José Javier Villarreal (Tecate, 1959). Autor de Una señal del cielo (Universidad de Concepción, 2017).
He visto cómo mis hijos se despiden.
Me he visto enredado entre sus madejas de afecto,
he puesto las piedras en el canto de la ventana,
me he levantado con ellos y acompañado a la puerta.
No estuve cuando tendieron las camas, cuando lavaron los platos,
tiraron la basura, recogieron y doblaron las toallas, se despidieron de las paredes,
de los espejos, muebles y armarios que aún permanecen. Los libreros,
las puertas, la alacena, los cajones, los libros y cuadros. Los tapetes,
las sillas, la quietud del jardín visto desde adentro,
el zumbar de las abejas,
los pájaros que cruzan, el rocío sobre las delgadas hojas del zacate.
Los he visto cuando todavía circulaban por la casa. Antes, era otro tiempo,
simplemente estaban o no estaban. Los pájaros hacían sus nidos
y los árboles no paraban de crecer. Ahora es distinto porque los pájaros
siguen haciendo sus nidos
y los árboles no paran de crecer.
Es distinto, y nada se detiene; por ejemplo, mi taza de café sigue dando vueltas
en el micro;
yo la veo, como siempre, hacerlo por un espacio de cuarenta segundos.
Es engañoso, el mundo es perversamente engañoso, porque se empeña en hacerme pensar
que sigue igual, y se vale de todo
para confundirme. La lavadora, bajo la secadora, sigue funcionando,
el foco parpadea toda la noche, el gallo, el borracho de siempre
transitando la calle, cantando desde su rama, anunciando una mañana
que debe ser como todas. El café en el frasco y la leche en la puerta del refri.

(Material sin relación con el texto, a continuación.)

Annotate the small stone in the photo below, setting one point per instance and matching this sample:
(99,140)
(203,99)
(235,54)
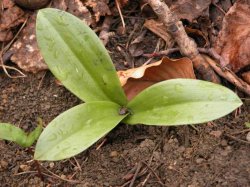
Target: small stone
(51,165)
(248,137)
(199,160)
(216,134)
(113,154)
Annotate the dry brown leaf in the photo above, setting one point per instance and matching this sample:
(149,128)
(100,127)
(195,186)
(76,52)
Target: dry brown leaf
(75,7)
(160,30)
(123,2)
(246,77)
(233,43)
(100,8)
(190,9)
(11,17)
(25,50)
(6,35)
(137,79)
(7,4)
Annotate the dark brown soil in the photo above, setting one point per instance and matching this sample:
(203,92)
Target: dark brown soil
(211,154)
(179,156)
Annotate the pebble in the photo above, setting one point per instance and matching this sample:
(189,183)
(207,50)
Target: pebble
(51,165)
(248,137)
(199,160)
(113,154)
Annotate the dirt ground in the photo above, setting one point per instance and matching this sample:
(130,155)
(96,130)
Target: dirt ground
(211,154)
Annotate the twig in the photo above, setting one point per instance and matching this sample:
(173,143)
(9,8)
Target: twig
(158,178)
(101,144)
(77,163)
(135,175)
(4,51)
(230,76)
(146,180)
(237,139)
(40,82)
(58,177)
(240,132)
(120,13)
(105,34)
(187,46)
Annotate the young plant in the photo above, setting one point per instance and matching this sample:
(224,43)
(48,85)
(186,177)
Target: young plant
(76,56)
(247,124)
(12,133)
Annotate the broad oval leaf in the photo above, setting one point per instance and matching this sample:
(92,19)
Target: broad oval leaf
(181,101)
(76,129)
(12,133)
(76,56)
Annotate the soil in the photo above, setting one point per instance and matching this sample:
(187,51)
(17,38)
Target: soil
(211,154)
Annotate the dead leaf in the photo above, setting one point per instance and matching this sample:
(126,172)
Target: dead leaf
(136,46)
(99,7)
(25,50)
(7,4)
(233,43)
(123,2)
(246,77)
(11,17)
(75,7)
(160,30)
(137,79)
(5,35)
(190,9)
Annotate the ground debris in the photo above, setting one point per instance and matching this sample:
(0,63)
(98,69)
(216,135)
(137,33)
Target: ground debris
(25,50)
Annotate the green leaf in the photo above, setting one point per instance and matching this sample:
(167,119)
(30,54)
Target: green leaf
(17,135)
(247,124)
(76,129)
(76,56)
(181,101)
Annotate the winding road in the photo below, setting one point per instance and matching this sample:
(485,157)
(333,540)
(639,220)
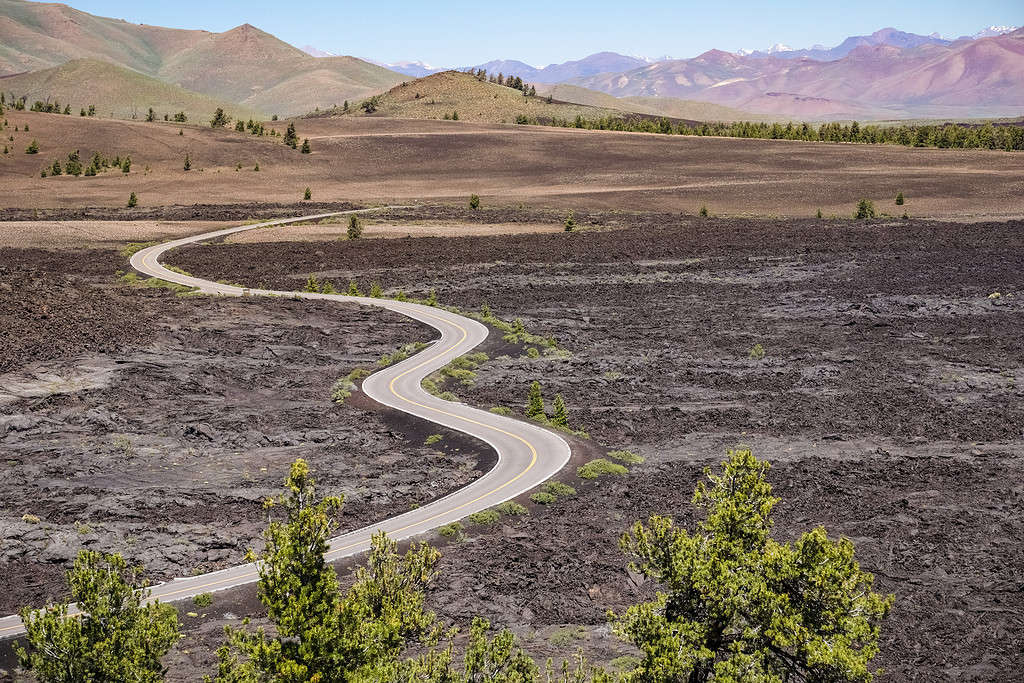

Todo dispuesto para confundirme, para hacerme vivir una irrealidad, un engaño.
Pero mis hijos llegaron con sus bolsas de mandado, llegaron con su ropa, sus cobijas,
sus cepillos de dientes, su pasta dental, la perrita, sus planes de quedarse
todo el fin de semana.
Yo llegué después. Ya estaban instalados. La perrita corría por el jardín, el fuego ardía
en el asador;
el de siempre, el de todas las comidas, el de Navidad, fin de año, aniversarios, puentes,
días de asueto que corren y permanecen como las estaciones del año.
Pero entre sus guiños y gestos, en su ir y venir, poner la mesa, marinar la carne,
hacer la ensalada,
exprimir los limones, cortar el tomate, la cebolla, traer el queso,
y ese fuego que se parece tanto a aquel otro, el que hoy no arde, el de la chimenea,
yo podía sentir cómo se iban despidiendo, cómo evitaban tocarme o abrazarme,
cómo todo seguía tan igual con la complicidad de los pájaros y de los árboles;
incluso la perrita seguía ladrándoles a las hojas de la buganvilia que no cesaban de caer.
Las hojas caían como siempre, y como siempre las veía con gran emoción.
Se han ido y yo permanezco en la mecedora frente a la tapia viendo la noria.
Cuando llegamos, hace casi veinte años, dijimos que teníamos que apuntalar
y reconstruir la noria.
Sembramos árboles, construimos cuartos, pasillos, buganvilias, rosales, eucaliptos
de la India y encinos rojos que no lograron sobrevivir.
Pasamos temporadas; unas reales y otras ficticias. Pero se convirtió en nuestra casa, y ésta
se llenó de libros, muebles, recuerdos, tapetes, cuadros, antiguallas
que nos parecían verdaderos tesoros.
Ahora que se han ido, los objetos permanecen como un bosque que me rodea,
un barco, la ventanilla de un avión que me permite pensar en ti momentos antes
de aterrizar.
La noria sigue igual como hace veinte años, y ella, paradójicamente, es la única
que me advierte
que, pese a todas las apariencias, a todas esas madejas de afecto que dejan mis hijos
al despedirse,
el mundo ha cambiado, aunque los pájaros sigan haciendo sus nidos y los árboles
no dejen de crecer
y yo siga en mi mecedora viendo un mundo que ya no es.